Atlantic City has been a mess for years now, the root of the problems stems from increased competition along the east coast, particularly starting in 2006 when the first casino opened in Pennsylvania. Previously Pennsylvania residents would travel across the border and spend money in Atlantic City casinos, now Pennsylvania has passed New Jersey to be the second largest gambling revenue state behind Nevada. Maryland has a bunch of new casinos opening up too and Massachusetts just granted a couple casinos licenses, competition is not going to let up anytime soon, and thus the Atlantic City market has been forced to shrink dramatically. We started 2014 with 12 casinos in Atlantic City, 4 casinos have closed so far (Trump Plaza, Revel, Showboat, and Atlantic Club) and the Trump Taj is likely to make it 5 when it finally shuts its doors in the next month or two (Icahn is Trump Entertainment's largest creditor).
The decreased competition has increased foot traffic at Tropicana's flagship Atlantic City casino and resort. The company made a savvy purchase of Atlantic Club's patron database and gaming equipment that has led to increased slot customer volumes (the most predictable kind of gaming revenue). While overall Atlantic City gaming revenue declined 9.3% across the city, Tropicana's casino revenues were up $21 million in Q3 2014 or 33% compared to Q3 2013. New Jersey has also approved the use of $18.8 million in CRDA deposits (otherwise basically restricted cash) and $4.8MM in grant money through the New Jersey Economic Development Authority to invest in the Atlantic City casino, all in, Tropicana is going to spend nearly $40MM upgrading the property while weaker players have been putting off capex and exiting the market. Previously seen a source of risk, the Tropicana Atlantic City has the potential to provide continued upside surprises as the AC market rebalances itself.
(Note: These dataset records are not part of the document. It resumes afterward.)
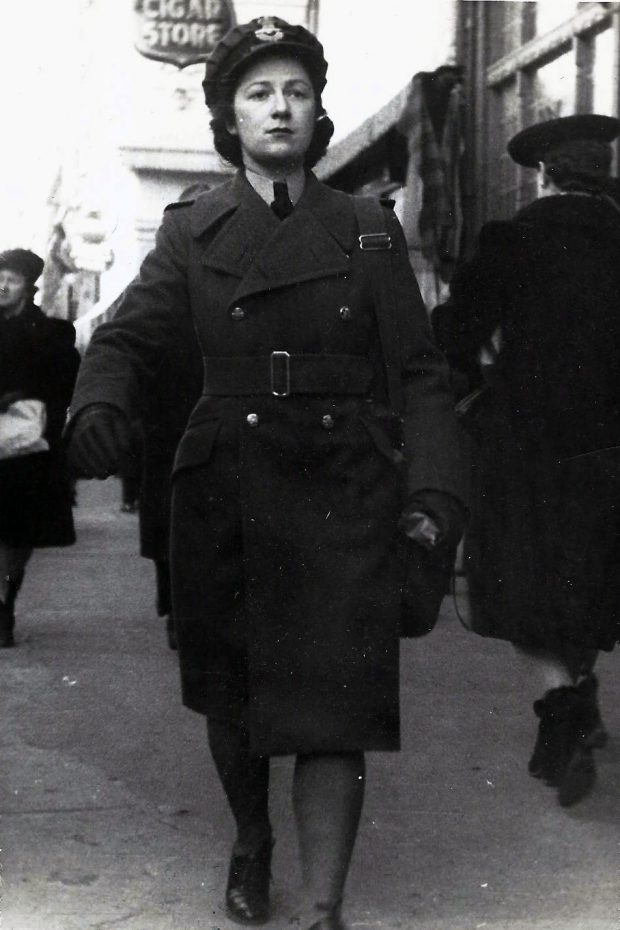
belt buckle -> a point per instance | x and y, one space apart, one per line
375 242
286 358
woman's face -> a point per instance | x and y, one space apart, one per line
274 116
13 286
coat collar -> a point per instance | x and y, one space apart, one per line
263 252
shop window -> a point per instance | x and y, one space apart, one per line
504 122
553 89
604 87
551 13
504 28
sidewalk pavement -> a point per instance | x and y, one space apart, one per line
112 816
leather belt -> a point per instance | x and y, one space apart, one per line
281 374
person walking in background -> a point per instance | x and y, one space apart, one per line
542 552
286 487
38 367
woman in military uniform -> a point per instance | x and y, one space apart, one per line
286 499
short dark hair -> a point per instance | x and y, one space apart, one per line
227 144
578 163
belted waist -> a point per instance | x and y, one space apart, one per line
282 374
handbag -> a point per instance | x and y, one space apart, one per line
22 426
427 573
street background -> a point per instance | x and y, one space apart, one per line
112 816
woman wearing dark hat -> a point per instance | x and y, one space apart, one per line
543 543
38 362
286 499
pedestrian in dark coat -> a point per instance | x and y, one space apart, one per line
38 361
542 550
286 496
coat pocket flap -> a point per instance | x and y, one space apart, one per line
196 445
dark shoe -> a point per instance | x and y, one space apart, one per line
171 632
562 755
547 758
247 891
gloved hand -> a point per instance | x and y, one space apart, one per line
98 439
9 398
434 519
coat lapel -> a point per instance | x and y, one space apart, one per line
263 252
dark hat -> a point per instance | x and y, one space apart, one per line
530 146
24 261
251 40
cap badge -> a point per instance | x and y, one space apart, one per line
268 31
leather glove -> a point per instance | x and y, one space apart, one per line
434 519
99 437
9 398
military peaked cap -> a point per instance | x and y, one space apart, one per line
23 261
250 40
530 146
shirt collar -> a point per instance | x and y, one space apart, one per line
264 186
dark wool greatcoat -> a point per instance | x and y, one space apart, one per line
285 509
543 542
38 359
166 403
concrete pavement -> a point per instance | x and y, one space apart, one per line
112 816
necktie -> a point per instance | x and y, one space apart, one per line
282 205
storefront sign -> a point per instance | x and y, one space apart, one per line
182 32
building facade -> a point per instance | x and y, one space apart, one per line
141 134
525 62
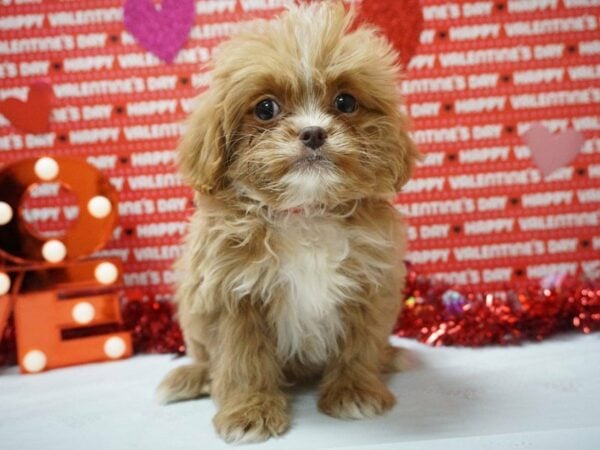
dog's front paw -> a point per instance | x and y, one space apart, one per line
252 419
350 401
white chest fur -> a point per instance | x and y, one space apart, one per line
309 321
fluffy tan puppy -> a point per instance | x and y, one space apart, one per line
292 267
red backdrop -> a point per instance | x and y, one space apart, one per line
484 71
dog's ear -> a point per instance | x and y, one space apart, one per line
201 152
407 155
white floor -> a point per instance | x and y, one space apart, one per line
537 396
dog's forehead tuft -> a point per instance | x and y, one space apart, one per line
311 50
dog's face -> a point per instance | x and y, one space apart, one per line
301 111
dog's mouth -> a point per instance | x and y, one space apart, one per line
313 160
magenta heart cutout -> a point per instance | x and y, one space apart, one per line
161 28
552 151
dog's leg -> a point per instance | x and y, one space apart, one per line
247 379
189 381
351 387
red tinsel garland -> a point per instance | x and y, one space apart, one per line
437 314
434 313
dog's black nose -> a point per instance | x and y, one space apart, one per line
313 137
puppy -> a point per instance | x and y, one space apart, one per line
292 267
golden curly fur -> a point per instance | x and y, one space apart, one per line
292 267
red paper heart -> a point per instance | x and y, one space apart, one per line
400 20
550 151
33 115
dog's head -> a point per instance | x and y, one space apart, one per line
302 110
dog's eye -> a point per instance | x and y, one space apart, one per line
346 103
267 109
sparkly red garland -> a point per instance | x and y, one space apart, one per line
437 314
434 313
Another piece of good news happened this past January when the company received $32MM in cash as part of their property tax dispute with the city, previously it was going to be in the form of annual tax credits going out to 2017. A lot of this money will go to upgrading the Atlantic City property, but it also skews the first quarter results so keep that in mind when running your own numbers.
Real Estate Value
Most gaming companies have extensive real estate holdings, and in today's market that means activist pressure to re-evaluate capital structures and spinoff the real estate into a REIT.
- Penn Gaming (PENN) did a PropCo spinoff of their real estate assets in November 2013 which created Gaming & Leisure Properties Inc (GLPI), a REIT that triple net-leased backed the casinos to Penn Gaming and is pursuing additional acquisitions.
- Pinnacle Entertainment (PNK) announced plans to spinoff its real estate into a REIT on 11/6/14, activist Orange Capital had been pushing Pinnacle for a REIT conversion since Penn completed the GLPI transaction.
- Boyd Gaming (BYD), owner of the Borgata in Atlantic City, discussed the possibility of a REIT conversion on 10/30/14 and engaged Greenhill as an adviser.
- Caesars Entertainment (CZR) announced on 11/18/14 that they've approached their senior lenders about a plan to convert the company's 44 properties (including several in Atlantic City) into a REIT in order to help their over leveraged balance sheet. Caesars is a distressed play at this point, and the REIT conversion would likely be part of a bankruptcy reorganization.
In addition to owning most of their casinos, Tropicana also owns some other real estate assets including the two luxury hotels in St. Louis that were part of their Lumiere purchase, the HoteLumiere and the Four Seasons, the replacement cost is likely in the $150-200MM range for the combination of the two. They also own "The Quarter" adjacent to their Atlantic City casino, a 200,000 square foot Havana-themed mixed retail development featuring shopping, restaurants, nightclubs and an IMAX theatre, the development cost $285MM to build in 2004, even if its worth just a fraction of that, its still significant when compared to Tropicana's $520MM enterprise value.
The best comparable private market value transaction is still the December 2012 purchase of Ameristar by Pinnacle Entertainment for $2.8 billion including the assumption of debt for a 8.4x EBITDA multiple. But Icahn Enterprises (IEP) makes it a little easier coming up with a value by publishing a quarterly NAV estimate which gives a valuation for Tropicana at 7.5x EBITDA, about a turn lower than it's larger more liquid peers which seems appropriate.
Of course, we're tied to the hip with Icahn (plus its only a small fraction of IEP) as minority investors and might not see that valuation unless there's a liquidity event. But I also think there's plenty of potential for additional upside, we might start to see improved wage growth in 2015, and in combination with lower gas/energy prices should increase discretionary incomes in Tropicana's middle class demographic market. It might be a stretch, but just maybe with the economic recovery picking up steam, states and municipalities budget's could improve enough to not turn to casinos revenue to plug holes and restore some sanity to the competitive landscape. Even if you have a more cynical view of the industry landscape, Tropicana's valuation provides a nice margin of safety with the benefit of having Carl Icahn, an experienced gaming investor, making the capital allocation decisions and hopefully unloading it at a cyclical top.